By Marissa Bailey

CHICAGO (CBS) — The city of Chicago recently spent $35 million to upgrade its 311 system for non-emergency service requests, but how easy is it to report a problem? CBS 2 went out to test the system first-hand.

Chicago is a beautiful place, but take a close look, and you’ll find opportunities for improvement.

From potholes to graffiti to bad signs, the city’s 311 system is a way to let officials know a fix is needed.

CBS 2 wanted to test the system, so we went to the North Side, South Side, West Side, and downtown to report more than a dozen issues that needed repairs.

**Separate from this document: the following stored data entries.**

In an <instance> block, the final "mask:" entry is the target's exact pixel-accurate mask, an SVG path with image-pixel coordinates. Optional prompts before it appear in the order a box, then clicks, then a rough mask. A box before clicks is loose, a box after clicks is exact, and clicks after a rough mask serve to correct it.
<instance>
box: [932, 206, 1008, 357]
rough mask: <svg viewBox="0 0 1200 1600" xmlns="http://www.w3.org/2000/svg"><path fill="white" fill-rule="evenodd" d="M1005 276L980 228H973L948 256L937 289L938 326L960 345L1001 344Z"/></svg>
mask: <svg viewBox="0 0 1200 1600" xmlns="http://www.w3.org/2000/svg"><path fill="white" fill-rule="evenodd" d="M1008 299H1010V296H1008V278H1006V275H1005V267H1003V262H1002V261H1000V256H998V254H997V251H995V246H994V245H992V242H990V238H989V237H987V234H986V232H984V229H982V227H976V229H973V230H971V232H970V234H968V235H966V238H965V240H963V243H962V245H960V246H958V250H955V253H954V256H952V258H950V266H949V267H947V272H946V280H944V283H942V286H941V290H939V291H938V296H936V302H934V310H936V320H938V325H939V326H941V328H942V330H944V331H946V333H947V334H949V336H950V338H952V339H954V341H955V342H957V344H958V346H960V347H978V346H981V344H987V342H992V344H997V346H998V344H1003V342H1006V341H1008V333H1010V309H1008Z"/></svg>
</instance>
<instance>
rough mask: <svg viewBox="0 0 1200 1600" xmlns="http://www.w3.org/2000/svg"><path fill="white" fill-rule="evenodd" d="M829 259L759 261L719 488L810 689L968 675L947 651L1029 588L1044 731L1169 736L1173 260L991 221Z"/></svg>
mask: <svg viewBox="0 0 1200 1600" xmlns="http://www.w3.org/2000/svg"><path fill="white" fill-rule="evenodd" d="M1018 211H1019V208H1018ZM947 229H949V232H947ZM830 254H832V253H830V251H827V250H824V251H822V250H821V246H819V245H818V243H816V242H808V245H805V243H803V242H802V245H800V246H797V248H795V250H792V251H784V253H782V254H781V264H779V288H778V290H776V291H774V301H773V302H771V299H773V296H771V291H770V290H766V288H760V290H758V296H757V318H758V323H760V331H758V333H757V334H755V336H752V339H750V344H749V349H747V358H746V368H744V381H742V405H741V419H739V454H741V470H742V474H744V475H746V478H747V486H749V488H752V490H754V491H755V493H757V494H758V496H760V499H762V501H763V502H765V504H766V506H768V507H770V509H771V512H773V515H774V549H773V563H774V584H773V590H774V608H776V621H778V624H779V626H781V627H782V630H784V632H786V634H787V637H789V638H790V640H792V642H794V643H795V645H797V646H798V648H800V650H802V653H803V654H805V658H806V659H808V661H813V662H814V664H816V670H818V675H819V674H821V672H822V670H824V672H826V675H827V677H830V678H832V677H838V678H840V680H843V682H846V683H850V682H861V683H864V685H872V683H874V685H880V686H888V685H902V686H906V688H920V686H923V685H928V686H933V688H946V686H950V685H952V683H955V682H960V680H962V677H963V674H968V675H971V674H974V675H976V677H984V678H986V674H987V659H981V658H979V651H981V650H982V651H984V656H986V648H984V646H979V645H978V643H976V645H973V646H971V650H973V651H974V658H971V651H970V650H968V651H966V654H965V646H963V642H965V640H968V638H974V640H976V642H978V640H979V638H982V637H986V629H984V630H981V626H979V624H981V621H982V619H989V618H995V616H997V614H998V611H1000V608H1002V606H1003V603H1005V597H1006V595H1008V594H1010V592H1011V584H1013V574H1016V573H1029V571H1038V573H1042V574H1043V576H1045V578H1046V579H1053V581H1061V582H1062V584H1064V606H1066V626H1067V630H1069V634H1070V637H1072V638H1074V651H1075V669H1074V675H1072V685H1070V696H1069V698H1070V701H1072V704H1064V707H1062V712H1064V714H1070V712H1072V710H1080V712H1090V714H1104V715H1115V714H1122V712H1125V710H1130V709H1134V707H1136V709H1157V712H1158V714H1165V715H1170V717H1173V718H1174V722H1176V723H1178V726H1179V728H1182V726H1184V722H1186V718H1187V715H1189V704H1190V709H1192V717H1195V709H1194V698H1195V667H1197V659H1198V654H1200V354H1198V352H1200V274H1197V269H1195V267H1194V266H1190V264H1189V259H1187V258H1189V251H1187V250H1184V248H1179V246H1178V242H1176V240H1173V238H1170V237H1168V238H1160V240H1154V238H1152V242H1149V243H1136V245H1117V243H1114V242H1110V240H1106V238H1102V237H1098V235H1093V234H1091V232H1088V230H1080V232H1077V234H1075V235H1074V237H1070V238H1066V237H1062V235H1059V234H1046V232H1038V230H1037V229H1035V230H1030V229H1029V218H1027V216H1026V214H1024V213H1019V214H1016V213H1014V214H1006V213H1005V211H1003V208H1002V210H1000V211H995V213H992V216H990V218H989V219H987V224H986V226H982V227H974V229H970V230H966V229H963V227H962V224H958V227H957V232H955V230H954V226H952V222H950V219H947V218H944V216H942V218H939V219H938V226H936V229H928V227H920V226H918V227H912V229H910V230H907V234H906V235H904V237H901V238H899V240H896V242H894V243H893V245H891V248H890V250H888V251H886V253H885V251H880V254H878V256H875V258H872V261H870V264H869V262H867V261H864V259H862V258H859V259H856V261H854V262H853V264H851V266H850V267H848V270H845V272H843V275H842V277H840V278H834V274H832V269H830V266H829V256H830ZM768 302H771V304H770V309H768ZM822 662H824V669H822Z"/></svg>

The phone option proved to be a mixed bag. After initially hitting snags with the automated voice system, and being transferred around, we were able to successfully report each item, but it did require some time and effort.

The texting option also had limits. If you text CHICAGO to 311311, you are given a menu of 12 choices. But if you’re trying to report an issue that’s not on the menu, forget texting.

If you do find an option to report, like a street light out, and type in an intersection, the system doesn’t like that. Instead, it requires an exact address.

Even after answering all the questions, including address, we failed over and over when trying to report issues like potholes. Of seven text attempts, the system only successfully accepted our submissions once.

CBS 2 also tried to use the 311 website to report a “no left turn” sign, but when we had to add a phone number to our report, the website requires you to enter your number with dashes. However, there’s no way to type a dash on the system with some phones.

So, while you can report an issue, you might not be able to enter your phone number to get text updates.

Finally, we reported a one-way sign so covered with stickers, you can’t see which way the arrow is pointing. We used the desktop version of the 311 request system, typed in HAR for Harrison Street, but the website’s dropdown menu only gave various intersections on Harvard as options.

Again, we were forced to figure out an exact address for a light pole, something that really doesn’t exist.

A city spokesperson said officials are looking into those issues, and already has resolved many of them. We will follow up and check to see if the fixes are made to the issues we reported.